Climate Decade in Review - Post 16: Wilkins Ice Shelf Partially Collapses

March 28, 2008 - a 156 square mile part of The Wilkins Ice Shelf along the Antarctic Peninsula disintegrates (photo is a close-up of the ice after the break up).

The Wilkins Ice Shelf lies along the Antarctic Peninsula and is about the size of the island of Jamaica. Increasing temperatures worldwide are increasing more rapidly at the poles, where they are having significant affects on polar ice. In this case, the Wilkins Ice Shelf lost a significant portion of itself on this date in the climate decade. It is virtually certain that most of the rest of it will disintegrate in the next decade.

In this case, the actual collapse of the ice sheet will have little or no effect on sea levels.

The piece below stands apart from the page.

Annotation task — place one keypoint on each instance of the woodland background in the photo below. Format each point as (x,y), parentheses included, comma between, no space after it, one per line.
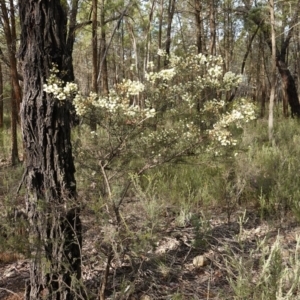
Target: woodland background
(175,214)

That is because the ice shelf was already floating. Floating ice that melts does not raise sea levels in the same way that an ice cube melting in a glass does not raise the level of water in the class. Land-based ice that melts does raise sea level, because it is like adding water to the glass.

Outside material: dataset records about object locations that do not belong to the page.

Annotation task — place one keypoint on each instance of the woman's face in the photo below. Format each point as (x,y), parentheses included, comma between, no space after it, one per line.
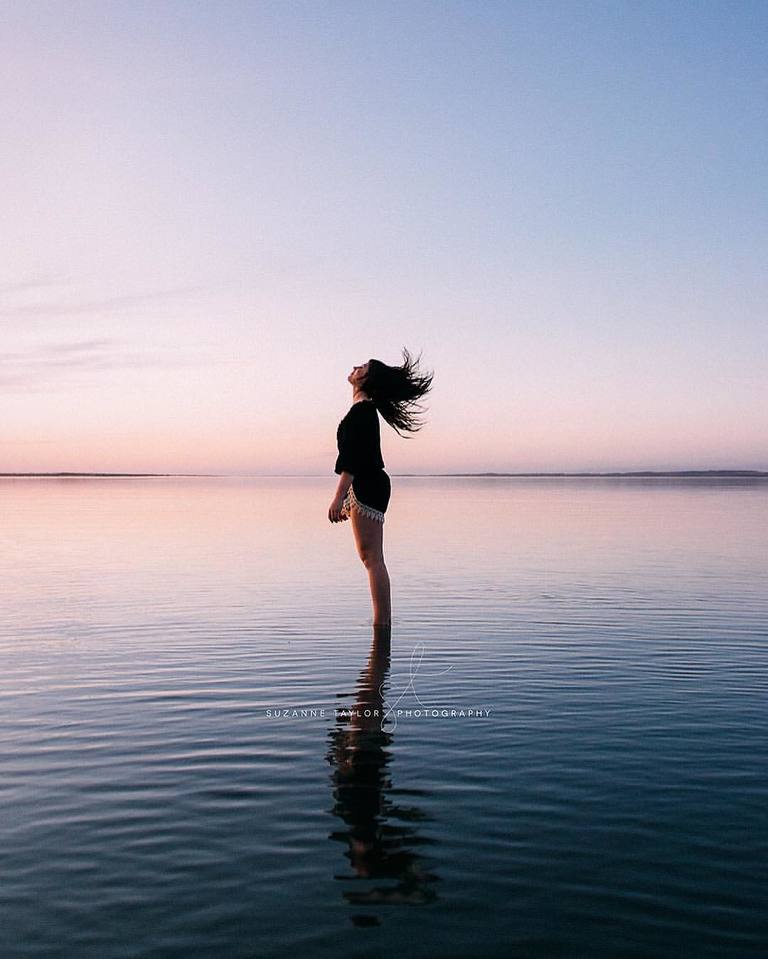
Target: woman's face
(358,374)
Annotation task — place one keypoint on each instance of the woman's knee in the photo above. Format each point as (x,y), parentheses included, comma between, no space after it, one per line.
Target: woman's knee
(371,558)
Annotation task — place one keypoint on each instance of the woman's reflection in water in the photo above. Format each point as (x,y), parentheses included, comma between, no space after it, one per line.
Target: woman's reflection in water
(381,846)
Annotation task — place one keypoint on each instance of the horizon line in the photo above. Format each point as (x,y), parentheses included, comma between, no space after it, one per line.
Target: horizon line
(530,473)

The other way ice shelves lead to sea level rise is if they were holding back glaciers. In the case of Wilkins, that is not the case either.

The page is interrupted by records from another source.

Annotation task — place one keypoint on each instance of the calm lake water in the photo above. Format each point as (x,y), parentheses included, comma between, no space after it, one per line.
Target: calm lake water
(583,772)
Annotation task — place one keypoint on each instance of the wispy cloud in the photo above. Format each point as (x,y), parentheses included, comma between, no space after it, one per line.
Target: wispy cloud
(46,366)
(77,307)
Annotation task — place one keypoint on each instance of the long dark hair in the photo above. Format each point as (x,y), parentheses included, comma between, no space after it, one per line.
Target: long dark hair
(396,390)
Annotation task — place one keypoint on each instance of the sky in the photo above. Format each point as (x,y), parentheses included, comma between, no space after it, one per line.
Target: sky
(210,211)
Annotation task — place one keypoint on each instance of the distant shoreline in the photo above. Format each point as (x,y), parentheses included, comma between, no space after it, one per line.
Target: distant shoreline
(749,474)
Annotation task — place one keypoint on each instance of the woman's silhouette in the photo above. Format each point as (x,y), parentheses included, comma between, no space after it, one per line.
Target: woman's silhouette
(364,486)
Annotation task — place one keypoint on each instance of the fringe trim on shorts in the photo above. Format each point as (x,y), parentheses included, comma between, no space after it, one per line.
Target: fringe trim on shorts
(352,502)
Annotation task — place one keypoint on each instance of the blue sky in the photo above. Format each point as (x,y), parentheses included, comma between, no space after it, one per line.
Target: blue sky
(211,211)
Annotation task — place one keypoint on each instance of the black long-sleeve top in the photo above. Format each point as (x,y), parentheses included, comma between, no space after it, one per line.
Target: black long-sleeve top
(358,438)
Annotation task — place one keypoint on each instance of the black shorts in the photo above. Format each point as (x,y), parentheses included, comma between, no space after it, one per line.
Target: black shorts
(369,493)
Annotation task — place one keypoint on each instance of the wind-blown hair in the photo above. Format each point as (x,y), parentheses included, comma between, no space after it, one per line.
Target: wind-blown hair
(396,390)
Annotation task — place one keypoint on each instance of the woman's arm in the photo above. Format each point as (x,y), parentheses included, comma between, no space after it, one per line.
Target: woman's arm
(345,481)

Nonetheless, the ongoing disintegration of the Wilkins Ice Shelf and other polar ice at both poles is a constant reminder of the significant effect global warming is having on our environment.
This is one in the series of "Climate Decade in Review" posts on this blog that began in January 2010. These posts present climate-change-related events that occurred during the 00's, the warmest decade in recorded history.